Figure 3. Dissection of QTL1 to identify the causative gene. (A) Fine-mapping of QTL1 by scoring selected SNPs in the individual thermotolerant segregants. The region between 400,000 bp and 550,000 bp in chromosome XIV showed the strongest linkage to the 21 A parent genome among all QTLs. Eight SNPs spanning this region were scored by PCR in 46 thermotolerant segregants and both SNP variant frequency and FDR P-value were calculated. A 60,000 bp region between SNP2 and 5 showed the strongest linkage. It contained 33 genes and putative ORFs as indicated using the annotations in SGD. The genes containing at least one non-synonymous mutation within the ORF are indicated with an asterisk. (B) Reciprocal hemizygosity analysis (RHA) for individual genes. For each candidate gene, two diploid 21A BY4742 strains were constructed, with one hybrid containing only one, BY4742 derived allele, and the other only one, 21 A derived allele. (C) Identification of the causative gene MKT1 in QTL1. RHA results for all individual genes in the central region of QTL1 are shown. The strain pairs for the same genes were always spotted on the same plate.

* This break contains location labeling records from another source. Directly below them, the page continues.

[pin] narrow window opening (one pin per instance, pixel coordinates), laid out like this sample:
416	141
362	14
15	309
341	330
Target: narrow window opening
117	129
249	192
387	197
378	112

The results for the original hybrid diploid 21A BY4742 and the MKT1 reciprocal deletion strains were also from the same plate.
Figure 4. Dissection of QTL3 to identify the causative gene. (A) Fine-mapping of QTL3 by scoring seven selected SNPs in 62 individual thermotolerant segregants confirms significant linkage with the genome of the inferior parent strain BY4742 of the region between 930,000 and 970,000 bp on chromosome IV. This region contained the indicated 25 genes and putative ORFs as annotated in SGD. The genes containing at least one non-synonymous mutation within the ORF are indicated with an asterisk. To facilitate identification of the causative genes, this region has been divided into two fragments for bulk RHA, as indicated. (B) Example of bulk RHA for the block of genes on FRAGMENT1 . A pair of reciprocal deletion strains for either FRAGMENT1 or FRAGMENT2 was constructed as shown and tested for growth at high temperature. (C) Identification of the causative gene in QTL3. Bulk RHA shows that FRAGMENT1, derived from BY4742, confers higher thermotolerance compared to FRAGMENT1, derived from 21 A, whereas for FRAGMENT2 there was no difference. RHA for the individual genes within FRAGMENT1 identified PRP42 as the causative gene. It was the only gene causing a significant difference on thermotolerance for the two alleles, with the PRP42-BY4742 allele from the inferior parent as the superior allele.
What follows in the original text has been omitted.